Andre de Maisse was far from being alone in his opinion of this phenomenal woman. Even Pope Sixtus, who was not normally to be counted among Elizabeth Tudor’s admirers, had been moved to declare shortly before the Armada sailed: ‘She certainly is a great Queen and were she only a Catholic she would be our dearly beloved. Just look how well she governs! She is only a woman, only mistress of half an island, and yet she makes herself feared by Spain, by France, by all.’ At the time of the highly successful descent on Cadiz in 1596, the Venetians were exclaiming: ‘Great is the Queen of England! Oh, what a woman, if she were but a Christian!’ After the unfortunate Essex affair, the King of France remarked: ‘She only is a king. She only knows how to rule.’

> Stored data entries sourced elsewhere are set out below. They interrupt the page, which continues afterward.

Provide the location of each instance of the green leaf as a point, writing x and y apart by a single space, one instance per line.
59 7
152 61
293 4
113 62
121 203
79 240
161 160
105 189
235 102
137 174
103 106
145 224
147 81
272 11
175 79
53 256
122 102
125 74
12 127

It cannot be said that the Queen’s temper mellowed with age. She was still quite capable of filling the air with good round oaths and was subject ‘to be vehemently transported with anger’. Elizabeth in a rage could be heard several rooms away and she was not above throwing things - there is a story that she once threw her slipper at Francis Walsingham - or boxing the ears of some unfortunate who had irritated her. Tantrums of this kind, though, were always confined to the family atmosphere of the Court and council chamber, and, more often than not, the Queen’s bark was worse than her bite. ‘When she smiled’, wrote her godson, John Harington, who frankly adored her, ‘it was a pure sunshine.’ Elizabeth could be tricky, exacting and infuriating, and not infrequently drove her long-suffering councillors to the point of nervous breakdown - strong men would totter from her presence in tears and babbling of resignation - but her methods undoubtedly got results and her fascination remained irresistible. Harington remembered that Christopher Hatton was wont to say ‘the Queen did fish for men’s souls, and had so sweet a bait that no one could escape her network.’

Elizabeth kept all her old aversion to the idea of marriage - her own and other people’s - but she did, on one occasion, show some curiosity on the subject. John Harington records that ‘the Queen did once ask my wife in merry sort, how she kept my good will and love.’

My Mall, in wise and discreet manner, told her Highness she had confidence in her husband’s understanding and courage, well-founded on her own steadfastness not to offend or thwart, but to cherish and obey. Hereby she did persuade her husband of her own affection, and in so doing did command his. ‘Go to, go to, mistress’, saith the Queen, ‘you are wisely bent, I find. After such sort do I keep the good will of all my husbands, my good people; for if they did not rest assured of some special love toward them, they would not readily yield me such good obedience.’